Sonradan yapılan 1995 Anayasa değişikliği kamu çalışanlarına sendika hakkı ve 2010 Anayasa değişikliği ile kamu çalışanlarına toplu sözleşme hakkı verildi ve fakat grev hakkı verilmedi.

Aslında, Anayasa’nın 54. maddesine göre siyasi amaçlı grevler, dayanışma grevleri, genel grev ve işyeri işgali yasaktır. Ayrıca 6356 sayılı Sendikalar ve Toplu İş Sözleşmesi Kanunu'nun 63. Maddesi ‘’ Genel sağlığı veya millî güvenliği bozucu nitelikte olması durumunda, Bakanlar Kurulu kararı ile 60 gün süreyle ertelenebilir. Bu süre içinde taraflar anlaşamazsa, uyuşmazlık Yüksek Hakem Kurulu’na götürülür.” diyor.

Ancak siyasi iktidarlar yetkilerini kötüye kullandı. 2003 sonrasında ve OHAL dönemlerinde, grevlerin çoğu hükümetler kararıyla ertelendi. Erteleme kararı sonrası tarafların anlaşmamaları halinde grevlerin yeniden başlaması yasal olarak mümkün değildir. Bu nedenle 60 gün içinde taraflardan ya anlaşmaları bekleniyor ya da toplu iş sözleşmesi Yüksek Hakem Kurulu tarafından sonuçlandırılıyor. Bu yapılmazsa sendikanın toplu iş sözleşme yetkisi düşüyor.

Fiilen grev yasağı var. Türkiye sendikasızlaştırıldı.

Fredoom House (Dünya Özgürlükler Evi) 2021 Türkiye raporunda, özgürlük anketi içinde yer alan “Sendikalar ve benzeri meslek örgütleri veya işçi örgütleri için özgürlük var mı?” sorusuna dört üstünden 1 puan verilmiş. Yapılan yorum hiç de iç açıcı değil. Bu yorum;

Türkiye’deGrev hakkı da dahil olmak üzere sendikal faaliyetler kanunla ve uygulamada sınırlandırılmıştır; işverenlerin sendika karşıtı faaliyetleri yaygındır ve yasal korumalar yetersiz şekilde uygulanmaktadır. Temsil barajı gereklilikleri sistemi, sendikaların toplu sözleşme haklarını güvence altına almasını zorlaştırmaktadır. ‘’ şeklindedir.

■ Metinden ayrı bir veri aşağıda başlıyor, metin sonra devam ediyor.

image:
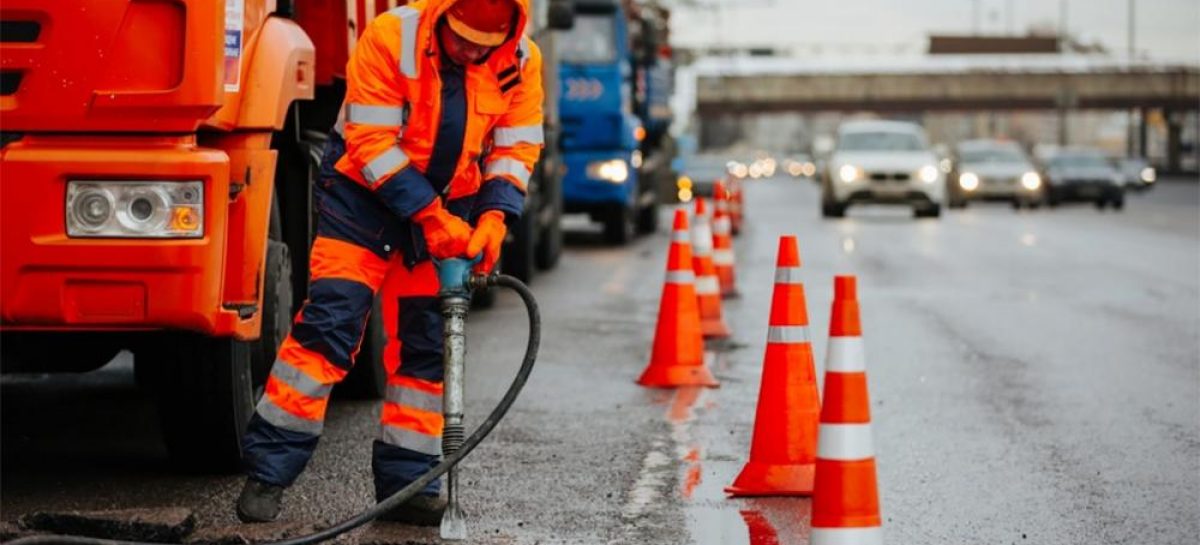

Avrupa Birliği; 2022 Türkiye raporunun giriş bölümünde; ‘’ Sendikal haklar, gerçek anlamda sosyal diyalog eksikliği ve süregelen kayıt dışı istihdam düzeyleri ile ilgili endişeler devam ediyor.’’ Deniliyor.

Türkiye de sendikasızlaşmada ve işçi haklarının kısıtlanmasında çalışanların da günahı var. Çünkü haklarına ve sendikalarına sahip çıkmadılar. Hükümetlerin, İdeolojik mahfiller, ideolojik sendikalar, Sarı sendikalar kurdurmasına ve sendikasızlaştırma politikasına alet oldular. 1999 yılında sendikalı işçi oranı yüzde 69,3 iken şimdi yüzde 15’e geriledi. Halen sendikalı işçi oranı;

  • TÜRK-İŞ; yüzde 8,
  • Hak-iş; yüzde 5,
  • Disk; yüzde 1,4

Beşinci, Uluslararası Sendikalar Konfederasyonunun (ITUC) 148 ülkeyi kapsayan raporuna göre; Türkiye, 2022 ve 2023 yılında “çalışanlar için en kötü 10 ülke” arasında yer aldı. Bu ülkeler; Bangladeş, Belarus, Ekvador, Mısır, Esvatini, Guatemala, Myanmar, Filipinler, Tunus ve Türkiye‘dir.

İşçi ve memur, ideolojik olmayan sendikalaşmayı teşvik eden, grev ve lokavt hakkının olduğu yasal düzenleme talep etmelidir. Halen mevcut üç konfederasyon tek bir konfederasyon haline getirilmelidir.